Stage and screen actor Morgan Freeman, who lists God among his numerous leading and supporting roles, will be at Yale as a Chubb Fellow on Tuesday, Nov. 8. As part of his visit, he will take part in a public discussion in Woolsey Hall, corner of College and Grove streets, at 4:30 p.m. This is an unticketed event, and members of the public are advised to arrive early to find seating.
The discussion will be in the format of the long-running television show “Inside The Actors Studio.” Yale faculty member Ron Gregg, who organizes the series “Films at the Whitney,” will ask the Academy Award-winning actor for personal reflections on his career and the art of acting.
Freeman, who is one of the most recognizable figures in American cinema, has been nominated for and received the highest awards accorded to actors. His works are among the most critically and commercially successful films of all time, and Freeman himself ranks 10th among worldwide top-grossing actors.
Freeman won the Academy Award in 2005 for Best Supporting Actor for his role in “Million Dollar Baby.” In 1990 he won the Golden Globe for Best Actor for his performance in “Driving Miss Daisy.” Freeman also received Academy Award nominations for “Street Smart” and “The Shawshank Redemption.” In 2010 he received Academy Award, Golden Globe and Broadcast Critics Association nominations for his performance as Nelson Mandela in the film “Invictus.”
Among Freeman’s other well-known film credits are “The Dark Knight,” “The Bucket List,” “Glory,” “Clean and Sober,” “Lean on Me,” “Unforgiven,” “Se7en,” “Amistad,” “Nurse Betty,” “The Sum of All Fears,” “Bruce Almighty,” ”Coriolanus,” “Attica,” “Brubaker,” “Eyewitness,” and “Death of a Prophet” He also narrated two Academy Award-winning documentaries “The Long Way Home” and “The March of The Penguins.”
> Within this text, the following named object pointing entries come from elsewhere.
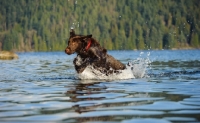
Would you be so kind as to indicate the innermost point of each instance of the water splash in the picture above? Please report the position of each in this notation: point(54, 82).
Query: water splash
point(134, 69)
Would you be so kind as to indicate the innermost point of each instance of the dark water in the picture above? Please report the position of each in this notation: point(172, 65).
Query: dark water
point(43, 87)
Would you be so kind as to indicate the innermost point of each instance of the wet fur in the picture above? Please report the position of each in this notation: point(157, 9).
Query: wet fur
point(95, 56)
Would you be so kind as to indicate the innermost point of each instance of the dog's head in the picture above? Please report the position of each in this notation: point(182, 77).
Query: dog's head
point(76, 42)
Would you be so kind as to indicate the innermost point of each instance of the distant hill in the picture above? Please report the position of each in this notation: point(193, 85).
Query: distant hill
point(43, 25)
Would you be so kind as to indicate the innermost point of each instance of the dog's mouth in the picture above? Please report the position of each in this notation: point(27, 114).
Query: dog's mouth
point(68, 51)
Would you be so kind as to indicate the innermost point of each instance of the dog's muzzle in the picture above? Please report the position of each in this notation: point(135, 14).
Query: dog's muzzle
point(68, 51)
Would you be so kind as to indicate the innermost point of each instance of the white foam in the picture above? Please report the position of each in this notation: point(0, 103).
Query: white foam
point(134, 69)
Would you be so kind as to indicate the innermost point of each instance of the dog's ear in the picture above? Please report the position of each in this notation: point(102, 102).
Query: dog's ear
point(89, 36)
point(72, 33)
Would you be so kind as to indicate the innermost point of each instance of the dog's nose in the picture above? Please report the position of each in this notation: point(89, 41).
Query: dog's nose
point(67, 50)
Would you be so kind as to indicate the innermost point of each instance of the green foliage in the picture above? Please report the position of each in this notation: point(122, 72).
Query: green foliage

After beginning his stage acting career off-Broadway, Freeman segued into television, in the classic children’s program “The Electric Company.” His career next took him to Broadway and Hollywood, where he quickly established his mastery of both stage and screen acting. He received Obie Awards in 1980, 1984, and 1987 and a Drama Desk Nomination in 1987 for the role of Hoke Colburn in “Driving Miss Daisy,” a role he reprised in the 1989 movie of the same name.
Freeman is a long-time sailor and has earned a private pilot’s license. As a testament to his love of the blues, he established the Ground Zero club in Clarksville, Mississippi, where the blues were born. He is a member of the board of directors of Earth Biofuels, a company whose mission is to promote the use of clean-burning fuels. He also supports Artists for a New South Africa and the Campaign for Female Education.
His upcoming projects include Rob Reiner’s drama “Summer at Dog Dave’s.”
Freeman is currently in production on “The Dark Knight Rises,” the third installment in Nolan's Batman film series.
Inaugurated in 2009 by the Whitney Humanities Center, Films at the Whitney hosts a variety of events — including special screenings, conferences, festivals and workshops — with professionals in the field of filmmaking. Films at the Whitney helps make Yale students aware of film production from a range of perspectives, and last year the program received a $5,000 grant from the Academy of Motion Picture Arts and Sciences to further its efforts.
The Chubb Fellowship is devoted to encouraging and aiding Yale students interested in the operations of government and in public service. Established in 1936 through the generosity of Hendon Chubb (Yale 1895), the program is based in Timothy Dwight College, one of Yale’s residential colleges. Each year three or four distinguished men and women have been appointed as visiting Chubb Fellows. Chubb Fellows spend their time at Yale in close, informal contact with students and deliver a public lecture. Former Chubb Fellows include Presidents George W. Bush, Ronald Reagan and Jimmy Carter; authors Octavio Paz, Carlos Fuentes and Toni Morrison; filmmaker Sofia Coppola; architect Frank Gehry; choreographer Mikhail Baryshnikov; and journalist Walter Cronkite.